Wheeler se paró un instante, más que nada —me pareció— para tomar aliento. Había dicho en español las palabras 'donaire' y 'gracia', parafraseando quizá a Cervantes fuera de su
Don Quijote,
algo infrecuente pero que en él era bien posible. No me resistí a intentar comprobarlo, y aproveché su pausa para citar lentamente, poco a poco, casi sílaba a sílaba, como quien no quiere la cosa o no se atreve del todo a ella, murmurando:

'Adiós, gracias; adiós, donaires; adiós, regocijados amigos; que yo me voy muriendo...'

No pude concluir la cita. Quizá a Wheeler le desagradó que le recordara esa última frase en voz alta, a menudo los viejos no quieren ni oír hablar de eso, de su acabamiento, tal vez porque empiezan a verlo como algo verosímil, o plausible, o no soñado o no ficticio.

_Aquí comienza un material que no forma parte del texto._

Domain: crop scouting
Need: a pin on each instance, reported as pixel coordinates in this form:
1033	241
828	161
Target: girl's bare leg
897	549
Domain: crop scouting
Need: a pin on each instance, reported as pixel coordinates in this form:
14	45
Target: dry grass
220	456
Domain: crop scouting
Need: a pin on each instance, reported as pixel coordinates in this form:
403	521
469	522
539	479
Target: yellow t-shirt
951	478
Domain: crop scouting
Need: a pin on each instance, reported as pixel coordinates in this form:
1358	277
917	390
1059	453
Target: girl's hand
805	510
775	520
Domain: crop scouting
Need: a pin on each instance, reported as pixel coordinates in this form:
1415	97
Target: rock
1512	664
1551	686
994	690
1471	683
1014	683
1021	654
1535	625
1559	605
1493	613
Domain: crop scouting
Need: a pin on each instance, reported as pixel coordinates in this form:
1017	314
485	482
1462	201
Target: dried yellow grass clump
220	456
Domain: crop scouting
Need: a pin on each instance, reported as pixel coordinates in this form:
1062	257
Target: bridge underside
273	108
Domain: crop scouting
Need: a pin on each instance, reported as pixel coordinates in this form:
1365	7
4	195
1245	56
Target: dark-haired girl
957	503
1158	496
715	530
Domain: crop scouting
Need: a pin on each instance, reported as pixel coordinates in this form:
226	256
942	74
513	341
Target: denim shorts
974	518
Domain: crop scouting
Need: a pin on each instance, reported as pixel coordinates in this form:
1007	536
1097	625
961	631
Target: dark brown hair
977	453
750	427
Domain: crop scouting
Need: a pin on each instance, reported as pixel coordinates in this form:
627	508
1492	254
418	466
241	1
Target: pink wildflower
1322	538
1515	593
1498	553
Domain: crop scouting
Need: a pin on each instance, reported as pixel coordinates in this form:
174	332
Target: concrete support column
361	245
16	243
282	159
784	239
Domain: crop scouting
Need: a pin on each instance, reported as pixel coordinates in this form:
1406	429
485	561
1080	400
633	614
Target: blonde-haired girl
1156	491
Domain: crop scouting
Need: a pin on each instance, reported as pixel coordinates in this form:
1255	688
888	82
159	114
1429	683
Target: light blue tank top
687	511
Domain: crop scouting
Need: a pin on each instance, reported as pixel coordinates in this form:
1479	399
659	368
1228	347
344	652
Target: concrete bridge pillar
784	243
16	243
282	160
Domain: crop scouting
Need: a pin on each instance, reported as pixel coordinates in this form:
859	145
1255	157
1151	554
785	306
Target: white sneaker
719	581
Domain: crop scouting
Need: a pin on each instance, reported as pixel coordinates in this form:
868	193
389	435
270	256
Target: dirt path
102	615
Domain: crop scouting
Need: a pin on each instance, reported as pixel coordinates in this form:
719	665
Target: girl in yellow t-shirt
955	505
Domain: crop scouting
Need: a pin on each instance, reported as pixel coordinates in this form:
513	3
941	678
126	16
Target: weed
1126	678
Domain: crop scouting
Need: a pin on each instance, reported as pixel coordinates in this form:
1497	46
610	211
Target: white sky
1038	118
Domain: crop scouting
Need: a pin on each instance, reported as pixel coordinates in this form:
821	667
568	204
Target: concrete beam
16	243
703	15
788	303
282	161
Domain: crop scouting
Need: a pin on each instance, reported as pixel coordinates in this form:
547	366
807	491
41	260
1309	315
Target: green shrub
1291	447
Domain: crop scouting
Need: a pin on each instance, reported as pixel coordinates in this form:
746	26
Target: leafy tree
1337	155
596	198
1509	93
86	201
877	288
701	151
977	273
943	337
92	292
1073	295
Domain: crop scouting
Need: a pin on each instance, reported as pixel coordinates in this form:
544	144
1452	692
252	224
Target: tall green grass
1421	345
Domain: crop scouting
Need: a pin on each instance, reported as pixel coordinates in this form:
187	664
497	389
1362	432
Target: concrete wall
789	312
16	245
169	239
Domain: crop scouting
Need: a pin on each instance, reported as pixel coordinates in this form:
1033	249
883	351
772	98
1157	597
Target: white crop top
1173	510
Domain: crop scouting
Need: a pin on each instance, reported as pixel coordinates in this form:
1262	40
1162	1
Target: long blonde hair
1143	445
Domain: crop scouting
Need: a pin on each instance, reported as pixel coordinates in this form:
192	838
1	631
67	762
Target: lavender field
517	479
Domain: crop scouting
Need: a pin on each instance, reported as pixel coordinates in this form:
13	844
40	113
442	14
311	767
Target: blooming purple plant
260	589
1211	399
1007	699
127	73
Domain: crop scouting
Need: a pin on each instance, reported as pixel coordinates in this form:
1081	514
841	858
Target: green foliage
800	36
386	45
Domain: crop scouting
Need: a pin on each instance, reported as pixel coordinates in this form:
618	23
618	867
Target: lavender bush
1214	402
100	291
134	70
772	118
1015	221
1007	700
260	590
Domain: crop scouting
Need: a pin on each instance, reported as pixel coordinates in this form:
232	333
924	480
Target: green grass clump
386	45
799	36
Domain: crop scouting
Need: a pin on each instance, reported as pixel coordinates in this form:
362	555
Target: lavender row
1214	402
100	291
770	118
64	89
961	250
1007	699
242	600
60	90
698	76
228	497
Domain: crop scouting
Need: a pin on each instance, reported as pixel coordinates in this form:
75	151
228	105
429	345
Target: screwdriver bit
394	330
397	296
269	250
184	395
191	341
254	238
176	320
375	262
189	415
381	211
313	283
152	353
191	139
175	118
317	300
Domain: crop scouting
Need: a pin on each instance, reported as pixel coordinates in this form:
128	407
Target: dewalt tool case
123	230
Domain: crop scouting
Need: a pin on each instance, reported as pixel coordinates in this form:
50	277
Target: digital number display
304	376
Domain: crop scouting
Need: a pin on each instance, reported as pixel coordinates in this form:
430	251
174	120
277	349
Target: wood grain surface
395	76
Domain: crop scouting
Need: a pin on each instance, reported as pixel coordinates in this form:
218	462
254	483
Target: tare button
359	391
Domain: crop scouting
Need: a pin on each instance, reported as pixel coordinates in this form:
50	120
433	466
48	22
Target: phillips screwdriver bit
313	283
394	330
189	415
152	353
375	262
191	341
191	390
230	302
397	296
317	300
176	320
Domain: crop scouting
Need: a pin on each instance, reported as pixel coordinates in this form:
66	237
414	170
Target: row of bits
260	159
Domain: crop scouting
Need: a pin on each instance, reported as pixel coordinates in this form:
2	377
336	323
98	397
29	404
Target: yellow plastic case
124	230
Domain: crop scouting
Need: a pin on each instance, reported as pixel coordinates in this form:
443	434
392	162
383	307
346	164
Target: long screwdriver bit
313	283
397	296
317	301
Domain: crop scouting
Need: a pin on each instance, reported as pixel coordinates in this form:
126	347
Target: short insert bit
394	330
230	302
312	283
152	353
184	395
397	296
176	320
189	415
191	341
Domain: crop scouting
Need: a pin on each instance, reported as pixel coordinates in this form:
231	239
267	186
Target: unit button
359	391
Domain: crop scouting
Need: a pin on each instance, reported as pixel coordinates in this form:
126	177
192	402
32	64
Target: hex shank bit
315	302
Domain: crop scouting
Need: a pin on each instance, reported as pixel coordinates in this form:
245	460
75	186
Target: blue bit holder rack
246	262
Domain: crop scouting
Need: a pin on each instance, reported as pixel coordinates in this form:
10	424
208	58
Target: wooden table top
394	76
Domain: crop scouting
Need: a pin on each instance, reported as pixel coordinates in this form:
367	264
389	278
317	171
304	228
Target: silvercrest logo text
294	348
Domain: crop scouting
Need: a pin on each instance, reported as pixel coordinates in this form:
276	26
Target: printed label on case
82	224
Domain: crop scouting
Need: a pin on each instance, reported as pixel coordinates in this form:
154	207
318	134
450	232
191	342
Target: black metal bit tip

Pero no, no lo creo o no estoy seguro, nadie ve así el propio término, ni siquiera los muy ancianos ni los muy enfermos ni los muy amenazados y en constante peligro. Somos más bien los demás quienes empezamos a verlo así en ellos. Hizo caso omiso y continuó. Fingió no enterarse de lo que recité en mi lengua, y así me quedé sin saber si había sido una coincidencia o si había aludido a Cervantes al despedirse alegre.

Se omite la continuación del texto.